A/c Payee only and the requirement to lodge it to an account with the payees name only is not mentioned in any statute.  

However case law has set a precedence that if a bank accepts such a cheque into an account other then that of the payee, without carrying out sufficient investigation it can be held to be negligent if an issue arises subsequently


----------



## Padraigb (24 Aug 2009)

If levelpar's interpretation were correct, then we would have an absurd situation where a bank could hold on to money which it had been ordered to pay out. If a cheque is not defective, it should be honoured. 

I am not familiar with the precedent Mpsox mentions, but I am quite happy to believe it: it seems very reasonable. My opinion of reasonableness also includes the view that inspection of the Grant of Probate would amount to "sufficient investigation".


----------



## MaryBe (24 Aug 2009)

Padraigb said:


> A cheque crossed "a/c payee" can be endorsed in favour of another person and lodged to that person's account. Your mother is the legal representative of your father's estate, so she has the same legal capacity to endorse a cheque as your father would have had. An endorsement by her "as executor of the estate of ..." should be sufficient.


 One upon a time the banks accepted endorsed "A/C Payee Only" cheques - not now. I've had endless trouble with one particular bank over this and they maintain it has always been the case, even though I proved to them that they habitually accepted endorsed crossed cheques before.  It seems the banks are now tightening up so much that it will become impossible to get even your own money out!!


----------



## levelpar (24 Aug 2009)

> If levelpar's interpretation were correct, then we would have an absurd situation where a bank could hold on to money which it had been ordered to pay out


 
Ordered to pay out by whom?


----------



## Padraigb (24 Aug 2009)

levelpar said:


> Ordered to pay out by whom?



By the person who signed the cheque. Look at a cheque: the formula of words starts with "Pay ...". It is a written order from an authorised signatory on an account to the banker to pay a stipulated amount to somebody.


----------



## Seagull (24 Aug 2009)

Has the estate been finalised, and all your father's accounts closed?

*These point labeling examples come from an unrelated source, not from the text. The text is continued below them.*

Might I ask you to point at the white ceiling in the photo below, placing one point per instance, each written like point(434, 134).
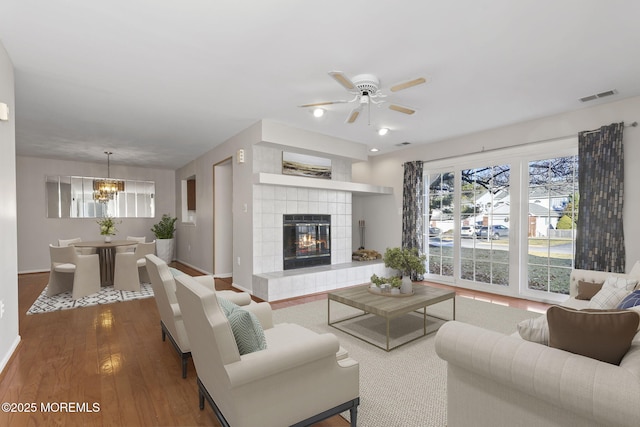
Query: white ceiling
point(161, 82)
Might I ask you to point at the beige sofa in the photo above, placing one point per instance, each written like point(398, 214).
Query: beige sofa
point(498, 380)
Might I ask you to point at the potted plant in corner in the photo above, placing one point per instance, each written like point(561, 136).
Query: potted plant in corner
point(406, 261)
point(164, 231)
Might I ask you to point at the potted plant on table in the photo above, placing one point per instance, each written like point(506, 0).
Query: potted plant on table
point(164, 232)
point(407, 261)
point(107, 227)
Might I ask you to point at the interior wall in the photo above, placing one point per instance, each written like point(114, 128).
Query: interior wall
point(36, 231)
point(9, 337)
point(223, 219)
point(384, 215)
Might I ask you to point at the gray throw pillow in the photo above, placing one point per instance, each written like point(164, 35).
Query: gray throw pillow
point(245, 326)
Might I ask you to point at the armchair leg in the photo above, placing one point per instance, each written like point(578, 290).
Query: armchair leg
point(203, 393)
point(353, 416)
point(200, 399)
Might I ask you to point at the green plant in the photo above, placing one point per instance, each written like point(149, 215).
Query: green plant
point(394, 282)
point(165, 228)
point(405, 261)
point(107, 226)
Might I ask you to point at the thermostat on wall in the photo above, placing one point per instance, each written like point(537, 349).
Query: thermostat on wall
point(4, 112)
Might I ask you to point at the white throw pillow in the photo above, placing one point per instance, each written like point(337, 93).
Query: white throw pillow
point(535, 330)
point(612, 293)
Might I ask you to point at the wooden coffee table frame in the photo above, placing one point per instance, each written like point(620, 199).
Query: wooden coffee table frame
point(389, 307)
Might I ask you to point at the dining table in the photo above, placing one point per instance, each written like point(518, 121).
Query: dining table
point(107, 255)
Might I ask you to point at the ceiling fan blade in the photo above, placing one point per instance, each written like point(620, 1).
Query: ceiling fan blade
point(342, 79)
point(408, 84)
point(353, 115)
point(319, 104)
point(401, 109)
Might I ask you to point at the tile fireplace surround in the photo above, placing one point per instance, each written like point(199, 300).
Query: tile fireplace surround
point(270, 202)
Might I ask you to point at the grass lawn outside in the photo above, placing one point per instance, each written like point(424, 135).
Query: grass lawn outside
point(549, 274)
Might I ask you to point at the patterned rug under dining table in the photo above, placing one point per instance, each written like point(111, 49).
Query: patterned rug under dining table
point(388, 307)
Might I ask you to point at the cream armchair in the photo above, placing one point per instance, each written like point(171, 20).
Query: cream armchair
point(298, 379)
point(164, 289)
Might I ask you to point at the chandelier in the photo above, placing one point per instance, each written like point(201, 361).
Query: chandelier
point(106, 189)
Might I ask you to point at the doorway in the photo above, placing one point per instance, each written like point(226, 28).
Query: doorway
point(223, 219)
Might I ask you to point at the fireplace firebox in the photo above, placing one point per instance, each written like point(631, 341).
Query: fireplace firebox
point(306, 240)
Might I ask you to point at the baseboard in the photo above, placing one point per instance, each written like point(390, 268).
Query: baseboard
point(33, 271)
point(242, 288)
point(194, 267)
point(7, 357)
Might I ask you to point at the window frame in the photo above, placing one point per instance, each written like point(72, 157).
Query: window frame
point(518, 157)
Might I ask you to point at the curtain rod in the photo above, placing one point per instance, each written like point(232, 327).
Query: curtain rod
point(634, 124)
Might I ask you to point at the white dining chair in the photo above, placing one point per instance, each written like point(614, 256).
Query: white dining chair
point(131, 267)
point(71, 271)
point(70, 242)
point(131, 248)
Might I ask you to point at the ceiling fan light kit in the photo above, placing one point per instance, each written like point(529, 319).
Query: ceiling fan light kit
point(365, 89)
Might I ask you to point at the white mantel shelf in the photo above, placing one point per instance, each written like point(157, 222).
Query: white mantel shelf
point(322, 184)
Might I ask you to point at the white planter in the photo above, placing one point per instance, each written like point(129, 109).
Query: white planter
point(164, 249)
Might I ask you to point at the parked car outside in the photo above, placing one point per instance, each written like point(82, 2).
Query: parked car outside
point(467, 231)
point(440, 242)
point(497, 232)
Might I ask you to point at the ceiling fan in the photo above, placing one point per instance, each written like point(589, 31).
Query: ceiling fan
point(365, 89)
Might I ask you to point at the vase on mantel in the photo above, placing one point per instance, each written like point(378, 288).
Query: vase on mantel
point(407, 285)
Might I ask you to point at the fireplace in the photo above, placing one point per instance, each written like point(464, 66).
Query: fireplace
point(306, 240)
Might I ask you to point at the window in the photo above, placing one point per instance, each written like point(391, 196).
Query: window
point(440, 195)
point(485, 201)
point(551, 223)
point(504, 221)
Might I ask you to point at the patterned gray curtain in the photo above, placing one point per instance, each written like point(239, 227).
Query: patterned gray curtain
point(600, 236)
point(413, 208)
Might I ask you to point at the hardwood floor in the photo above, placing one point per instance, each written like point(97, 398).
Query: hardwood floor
point(111, 358)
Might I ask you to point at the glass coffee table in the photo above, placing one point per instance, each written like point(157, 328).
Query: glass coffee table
point(388, 307)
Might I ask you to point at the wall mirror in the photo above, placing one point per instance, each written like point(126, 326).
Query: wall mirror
point(72, 197)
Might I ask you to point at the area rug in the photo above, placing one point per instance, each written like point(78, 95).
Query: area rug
point(407, 386)
point(107, 295)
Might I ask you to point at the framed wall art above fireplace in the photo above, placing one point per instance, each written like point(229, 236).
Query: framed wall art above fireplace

If so, can you not contact whoever issued the check and ask them to send a new one.


----------



## Peeete (24 Aug 2009)

Seagull... the reasons for not getting it re-issued have been outlined by the OP in the earlier part of the thread.


----------



## levelpar (24 Aug 2009)

> By the person who signed the cheque. Look at a cheque: the formula of words starts with "Pay ...". It is a written order from an authorised signatory on an account to the banker to pay a stipulated amount to somebody


 
Yes and in this case that "authorised signatory"   who made out the "written order" made it payable to someone who since died  and for some reason made to A/C payee only.


----------



## Padraigb (24 Aug 2009)

levelpar said:


> Yes and in this case that "authorised signatory"   who made out the "written order" made it payable to someone who since died  and for some reason made to A/C payee only.



None of that would invalidate the right of the executor to receive the moneys.


----------



## demoivre (24 Aug 2009)

MaryBM said:


> One upon a time the banks accepted endorsed "A/C Payee Only" cheques - not now. I've had endless trouble with one particular bank over this and they maintain it has always been the case, even though I proved to them that they habitually accepted endorsed crossed cheques before.  It seems the banks are now tightening up so much that it will become impossible to get even your own money out!!



One of my daughters received an "A/C Payee Only" cheque for her birthday recently. I gave her the cash and lodged the endorsed cheque in an account of mine in Permanent TSB and didn't have any problems.


----------



## mickeyg (2 Sep 2013)

*Crossed Cheque*

In the situation where a cheque is crossed "a/c Payee Only". Is it possible to lodge to a different account by using the automated Lodgment machine sin the lobby of almost all the banks now??


----------



## robbie00 (2 Sep 2013)

No it will be checked before processing and then sent back to the person who tried to depoist it incorrectly.


----------